Turkish warplanes bomb northern Iraq, kill 19
Iran Press TV
Sat Dec 10, 2016 8:15AM
Turkish fighter jets have bombarded an area in northern Iraq, killing at least 19 people.
The warplanes took off from an air base in Diyarbakir and targeted the northern Iraqi region of Gara on Saturday, military sources said.
They said the bombing came in response to threats that the Kurdistan Workers Party (PKK) militants were preparing an attack on military units at the border.
Turkey frequently launches air attacks in the mountainous regions of northern Iraq without coordination with the Baghdad government.
Ankara has also deployed troops into Iraq, sparking a bitter rift with Baghdad which views it as a violation of its sovereignty.
They are based in a town near the Iraqi city of Mosul which is currently the focus of a massive operation to recapture it from Daesh terrorists.
Turkey says its troops are there to fight Daesh and train Kurdish forces. In October, Turkish Deputy Prime Minister Numan Kurtulmus said Turkey would keep troops in Iraq despite Baghdad's opposition.
Turkey's parliament earlier voted to extend the deployment of an estimated 2,000 troops across northern Iraq by a year to combat "terrorist organizations" - a wording broad enough to refer to Kurdish militants as well as Daesh.
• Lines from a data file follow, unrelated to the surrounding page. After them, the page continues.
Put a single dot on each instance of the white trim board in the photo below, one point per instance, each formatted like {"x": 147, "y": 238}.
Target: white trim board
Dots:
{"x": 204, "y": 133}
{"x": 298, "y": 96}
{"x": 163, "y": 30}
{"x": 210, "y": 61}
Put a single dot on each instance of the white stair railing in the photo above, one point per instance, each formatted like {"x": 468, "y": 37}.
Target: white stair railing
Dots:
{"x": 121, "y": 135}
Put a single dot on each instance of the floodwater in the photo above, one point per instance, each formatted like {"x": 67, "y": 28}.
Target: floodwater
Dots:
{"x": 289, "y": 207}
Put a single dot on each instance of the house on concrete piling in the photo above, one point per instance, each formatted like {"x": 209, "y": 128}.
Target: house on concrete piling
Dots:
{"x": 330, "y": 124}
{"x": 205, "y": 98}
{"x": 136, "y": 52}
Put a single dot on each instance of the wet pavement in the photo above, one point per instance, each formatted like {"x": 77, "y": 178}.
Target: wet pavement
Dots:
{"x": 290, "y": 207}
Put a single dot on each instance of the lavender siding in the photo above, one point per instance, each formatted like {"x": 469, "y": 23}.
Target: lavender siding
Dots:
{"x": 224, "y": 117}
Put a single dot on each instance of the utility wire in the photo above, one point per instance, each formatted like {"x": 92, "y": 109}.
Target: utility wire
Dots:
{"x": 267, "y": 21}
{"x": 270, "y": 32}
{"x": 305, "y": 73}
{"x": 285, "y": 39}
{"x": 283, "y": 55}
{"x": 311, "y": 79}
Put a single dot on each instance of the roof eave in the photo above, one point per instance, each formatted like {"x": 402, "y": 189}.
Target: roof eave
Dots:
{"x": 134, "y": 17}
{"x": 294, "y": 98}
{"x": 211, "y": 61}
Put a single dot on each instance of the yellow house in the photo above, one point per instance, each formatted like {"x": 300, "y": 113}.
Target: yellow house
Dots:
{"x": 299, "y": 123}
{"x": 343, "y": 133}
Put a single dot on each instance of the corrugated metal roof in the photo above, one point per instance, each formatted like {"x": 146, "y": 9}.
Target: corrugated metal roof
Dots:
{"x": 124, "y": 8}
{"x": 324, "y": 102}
Iraq condemned the vote, and Prime Minister Haider al-Abadi warned Turkey risked triggering a regional war. Both countries have summoned each other's ambassadors in a mounting diplomatic standoff.
Turkey shares a 1,200 km border with Syria and Iraq. Its army launched an incursion into Syria in August allegedly to push back Daesh and prevent the US-backed Kurdish YPG militia from seizing ground.
Ankara regards YPG an offshoot of the PKK. The Turkish military has also been pounding the group's alleged positions in Iraq and Syria in breach of the Arab countries' sovereignty.
Turkey and the PKK had ceased long-running armed hostilities since 2013 until a deadly July 2015 bombing in Suruc, which the Turkish government blamed on the Daesh Takfiri terrorist group.
After the bombing, the PKK militants, who accuse Ankara of supporting Daesh, engaged in a series of reprisal attacks against Turkish police and security forces, prompting Turkey's military operations in turn.